Advances in methods for characterizing dietary patterns: A scoping review.

Autor: Hutchinson JM; School of Public Health Sciences, University of Waterloo, Waterloo, ON, Canada., Raffoul A; Department of Nutritional Sciences, University of Toronto, Toronto, ON, Canada., Pepetone A; School of Public Health Sciences, University of Waterloo, Waterloo, ON, Canada., Andrade L; School of Public Health Sciences, University of Waterloo, Waterloo, ON, Canada., Williams TE; School of Public Health Sciences, University of Waterloo, Waterloo, ON, Canada., McNaughton SA; Health and Well-Being Centre for Research Innovation, School of Human Movement and Nutrition Sciences, University of Queensland, St. Lucia, QLD, Australia., Leech RM; Institute for Physical Activity and Nutrition, School of Exercise and Nutrition Sciences, Deakin University, Victoria, Geelong, Australia., Reedy J; National Cancer Institute, National Institutes of Health, Bethesda, MD, USA., Shams-White MM; Population Science Department, American Cancer Society, Washington DC, USA.; Division of Cancer Control and Population Sciences, National Cancer Institute, Bethesda, MD, USA., Vena JE; Alberta's Tomorrow Project, Alberta Health Services, Edmonton, AB, Canada., Dodd KW; Division of Cancer Prevention, National Cancer Institute, Bethesda, MD, USA., Bodnar LM; School of Public Health, University of Pittsburgh, Pittsburgh, PA, USA., Lamarche B; Centre Nutrition, santé et société (NUTRISS), Institut sur la nutrition et les aliments fonctionnels (INAF), Université Laval, Québec City, QC, Canada., Wallace MP; Department of Statistics and Actuarial Science, University of Waterloo, Waterloo, ON, Canada., Deitchler M; Intake - Center for Dietary Assessment, FHI Solutions, Washington, DC, USA., Hussain S; School of Public Health Sciences, University of Waterloo, Waterloo, ON, Canada., Kirkpatrick SI; School of Public Health Sciences, University of Waterloo, Waterloo, ON, Canada.
Jazyk: angličtina
Zdroj: MedRxiv : the preprint server for health sciences [medRxiv] 2024 Jul 08. Date of Electronic Publication: 2024 Jul 08.
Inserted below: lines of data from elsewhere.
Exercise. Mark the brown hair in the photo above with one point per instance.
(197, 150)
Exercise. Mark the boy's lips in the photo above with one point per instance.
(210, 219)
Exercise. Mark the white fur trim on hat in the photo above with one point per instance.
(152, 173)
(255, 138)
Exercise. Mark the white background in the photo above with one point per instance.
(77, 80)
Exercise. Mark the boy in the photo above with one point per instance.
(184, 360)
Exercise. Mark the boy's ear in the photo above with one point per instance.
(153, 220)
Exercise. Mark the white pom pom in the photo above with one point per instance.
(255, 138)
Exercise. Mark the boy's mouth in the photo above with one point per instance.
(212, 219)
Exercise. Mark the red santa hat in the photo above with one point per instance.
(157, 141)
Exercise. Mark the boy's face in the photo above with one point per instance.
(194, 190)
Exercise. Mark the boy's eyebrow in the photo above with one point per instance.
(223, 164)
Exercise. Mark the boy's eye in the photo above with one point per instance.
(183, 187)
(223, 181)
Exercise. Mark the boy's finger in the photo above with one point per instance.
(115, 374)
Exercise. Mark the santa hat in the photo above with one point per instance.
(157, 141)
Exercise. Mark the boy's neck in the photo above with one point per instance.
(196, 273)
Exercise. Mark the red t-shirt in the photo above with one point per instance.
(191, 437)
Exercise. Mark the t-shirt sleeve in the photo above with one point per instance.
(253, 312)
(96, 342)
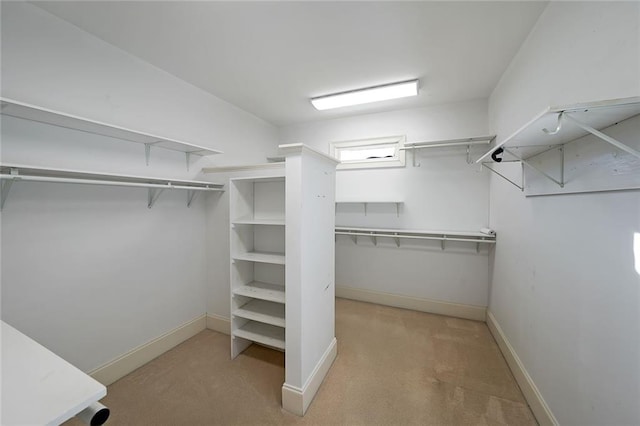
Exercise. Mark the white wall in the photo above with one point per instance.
(444, 193)
(564, 287)
(90, 272)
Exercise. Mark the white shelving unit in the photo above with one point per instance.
(365, 203)
(549, 133)
(286, 299)
(13, 108)
(257, 211)
(399, 234)
(11, 173)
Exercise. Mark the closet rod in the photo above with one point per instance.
(418, 237)
(458, 142)
(106, 182)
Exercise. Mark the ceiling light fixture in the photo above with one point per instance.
(367, 95)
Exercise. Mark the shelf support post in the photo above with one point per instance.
(604, 137)
(562, 166)
(154, 193)
(147, 152)
(191, 195)
(6, 187)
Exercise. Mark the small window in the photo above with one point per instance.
(369, 153)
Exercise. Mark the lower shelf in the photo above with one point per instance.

DOI: 10.1101/2024.06.20.24309251
Abstrakt: There is a growing focus on better understanding the complexity of dietary patterns and how they relate to health and other factors. Approaches that have not traditionally been applied to characterize dietary patterns, such as machine learning algorithms and latent class analysis methods, may offer opportunities to measure and characterize dietary patterns in greater depth than previously considered. However, there has not been a formal examination of how this wide range of approaches has been applied to characterize dietary patterns. This scoping review synthesized literature from 2005-2022 applying methods not traditionally used to characterize dietary patterns, referred to as novel methods. MEDLINE, CINAHL, and Scopus were searched using keywords including machine learning, latent class analysis, and least absolute shrinkage and selection operator (LASSO). Of 5274 records identified, 24 met the inclusion criteria. Twelve of 24 articles were published since 2020. Studies were conducted across 17 countries. Nine studies used approaches that have applications in machine learning to identify dietary patterns. Fourteen studies assessed associations between dietary patterns that were characterized using novel methods and health outcomes, including cancer, cardiovascular disease, and asthma. There was wide variation in the methods applied to characterize dietary patterns and in how these methods were described. The extension of reporting guidelines and quality appraisal tools relevant to nutrition research to consider specific features of novel methods may facilitate complete and consistent reporting and enable evidence synthesis to inform policies and programs aimed at supporting healthy dietary patterns.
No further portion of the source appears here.